Plaintiffs also request conditional certification of a settlement class, but the moving papers do not address the requisite factors of provisional certification in any detail. In other words, the moving papers do not contain any analysis of the issues attendant to provisional certification. “The party seeking certification has the burden to establish the existence of both an ascertainable class and a well-defined community of interest among class members. [Citations.] The ‘community of interest’ requirement embodies three factors: (1) predominant common questions of law or fact; (2) class representatives with claims or defenses typical of the class; and (3) class representatives who can adequately represent the class. [Citation.] [¶] The certification question is ‘essentially a procedural one that does not ask whether an action is legally or factually meritorious.’ [Citation.] A trial court ruling on a certification motion determines ‘whether … the issues which may be jointly tried, when compared with those requiring separate adjudication, are so numerous or substantial that the maintenance of a class action would be advantageous to the judicial process and to the litigants.’ [Citations.]” (Sav-On, Inc. v. Superior Court (2004) 34 Cal.4th 319, 326.) In the absence of any meaningful analysis of these factors for provisional certification issues, the Court requests further briefing in order to address these particular issues.

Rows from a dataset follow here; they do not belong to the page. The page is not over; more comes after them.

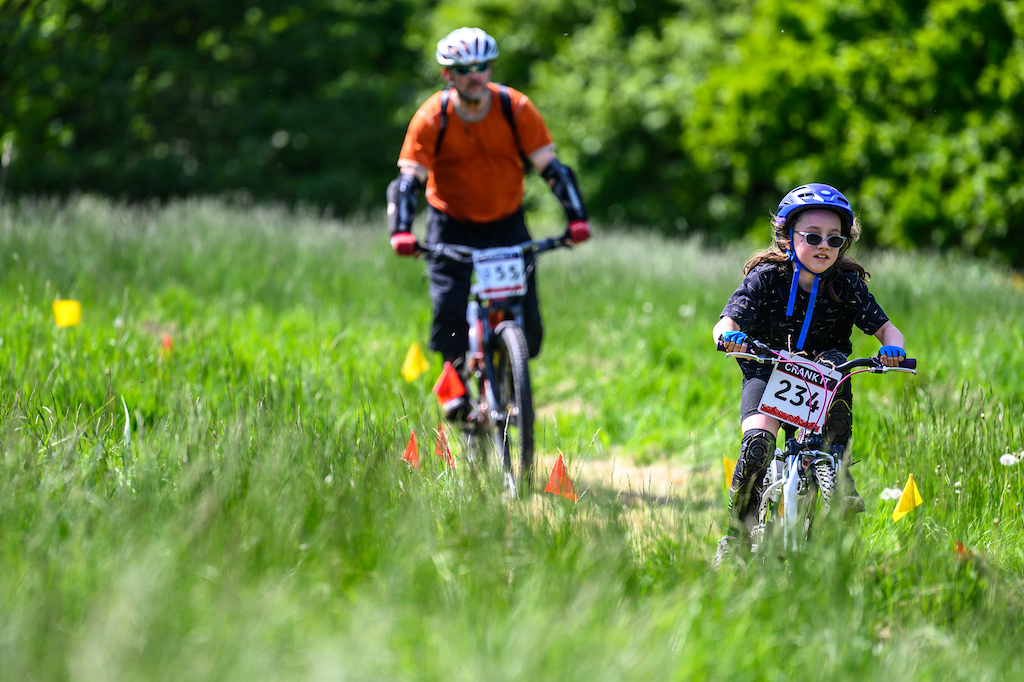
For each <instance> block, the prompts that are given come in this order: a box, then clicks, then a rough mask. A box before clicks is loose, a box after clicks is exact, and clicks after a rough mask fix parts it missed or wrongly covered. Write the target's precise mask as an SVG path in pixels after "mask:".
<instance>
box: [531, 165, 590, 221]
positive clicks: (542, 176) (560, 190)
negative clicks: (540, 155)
mask: <svg viewBox="0 0 1024 682" xmlns="http://www.w3.org/2000/svg"><path fill="white" fill-rule="evenodd" d="M541 177H543V178H544V179H545V180H547V181H548V184H549V185H550V186H551V191H552V193H554V195H555V199H557V200H558V203H559V204H561V205H562V209H563V210H564V211H565V217H567V218H568V219H569V222H575V221H577V220H586V219H587V207H586V206H584V203H583V196H582V195H581V194H580V184H579V183H578V182H577V179H575V173H573V172H572V169H571V168H569V167H568V166H566V165H565V164H563V163H562V162H560V161H558V159H552V160H551V163H549V164H548V166H547V167H546V168H545V169H544V172H543V173H541Z"/></svg>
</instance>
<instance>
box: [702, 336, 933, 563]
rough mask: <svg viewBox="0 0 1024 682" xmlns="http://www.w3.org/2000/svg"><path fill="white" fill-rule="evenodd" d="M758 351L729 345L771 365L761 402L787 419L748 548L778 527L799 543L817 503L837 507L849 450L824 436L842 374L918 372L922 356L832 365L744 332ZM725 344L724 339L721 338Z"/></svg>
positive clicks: (768, 537)
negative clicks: (810, 358)
mask: <svg viewBox="0 0 1024 682" xmlns="http://www.w3.org/2000/svg"><path fill="white" fill-rule="evenodd" d="M746 344H748V347H749V348H751V349H753V350H754V351H756V352H745V353H741V352H730V353H726V354H727V355H728V356H729V357H739V358H743V359H749V360H753V361H755V363H760V364H764V365H771V366H773V369H772V374H771V377H770V378H769V380H768V384H767V386H766V387H765V391H764V395H763V396H762V398H761V404H760V406H759V408H758V410H759V412H761V413H762V414H765V415H768V416H770V417H774V418H775V419H777V420H779V421H780V422H782V427H783V431H784V432H785V447H784V449H781V447H776V449H775V454H774V456H773V457H772V459H771V461H770V462H769V464H768V469H767V471H766V473H765V478H766V480H765V483H766V484H765V491H764V493H763V494H762V497H761V505H760V507H759V508H758V517H757V522H756V523H755V525H754V527H753V528H752V530H751V550H752V552H754V551H757V549H758V547H759V546H760V545H763V544H764V543H765V541H766V540H767V539H768V538H769V537H771V536H773V535H777V534H779V532H780V534H781V538H782V544H783V547H784V548H785V549H787V550H792V549H797V548H799V547H800V546H801V545H803V544H804V543H806V542H807V539H808V538H809V536H810V531H811V526H812V524H813V521H814V517H815V514H816V512H817V511H818V508H820V512H821V514H822V515H824V514H827V513H828V511H829V510H830V508H831V507H833V501H834V497H835V495H836V492H837V489H838V488H839V486H840V481H842V480H843V478H842V476H844V475H845V471H844V468H845V467H846V466H847V461H846V460H847V458H846V457H845V452H844V450H845V449H843V447H842V446H841V445H836V446H833V447H830V449H826V443H825V441H824V438H823V437H822V429H823V428H824V422H825V417H826V416H827V414H828V408H829V407H830V406H831V400H833V398H834V397H835V396H836V393H837V391H838V390H839V388H840V386H841V385H842V384H843V382H846V381H850V379H851V377H853V376H855V375H858V374H863V373H865V372H868V373H871V374H887V373H889V372H900V373H909V374H916V373H918V372H916V367H918V360H916V359H914V358H912V357H907V358H905V359H903V361H902V363H900V365H899V366H898V367H888V366H886V365H885V364H883V361H882V359H881V358H880V357H858V358H854V359H850V360H847V361H846V363H841V364H840V365H837V366H836V367H835V368H833V367H829V366H826V365H820V364H818V363H814V361H812V360H809V359H807V358H805V357H801V356H797V355H793V354H791V353H787V352H786V351H783V350H774V349H772V348H770V347H769V346H767V345H765V344H763V343H761V342H759V341H757V340H754V339H750V338H748V339H746ZM719 349H720V350H724V347H722V346H721V344H720V345H719Z"/></svg>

A class is ascertainable if it can be readily identified without unreasonable time and expense. (Rose v. City of Hayward (1981) 126 Cal.App.3d 926, 932.) The numerosity requirement requires that it is impracticable to join all of the class members all before the court.” (Miller v. Woods (1983) 148 Cal.App.3d 862, 873.) “Adequacy of representation depends on whether the plaintiff’s attorney is qualified to conduct the proposed litigation and the plaintiff’s interests are not antagonistic to the interests of the class. [Citations.]” (McGhee v. Bank of America (1976) 60 Cal.App.3d 442, 450-451.) “The test of typicality is whether other members have the same or similar injury, whether the action is based on conduct which is not unique to the named plaintiffs, and whether other class members have been injured by the same course of conduct.” (Seastrom v. Neways, Inc. (2007) 149 Cal.App.4th 1496, 1502.) The party moving for class certification must also establish “by a preponderance of the evidence that the class action proceeding is superior to alternate means for a fair and efficient adjudication of the litigation.” (Washington Mutual Bank v. Superior Court (Briseno) (2001) 24 Cal.4th 906, 914 [class treatment must “provide substantial benefits both to the courts and the litigants”].)
While the Court can certainly draw inferences about such factors as ascertainability and numerosity, it is the burden of the moving party to establish a record for provisional certification and the Court finds the present record inadequate as to the conditional certification factors.
This preliminary approval hearing will be continued to Jan. 30, 2015 to allow further briefing on the issue of provisional class certification. Any further briefing must be submitted no later than Jan. 23, 2015.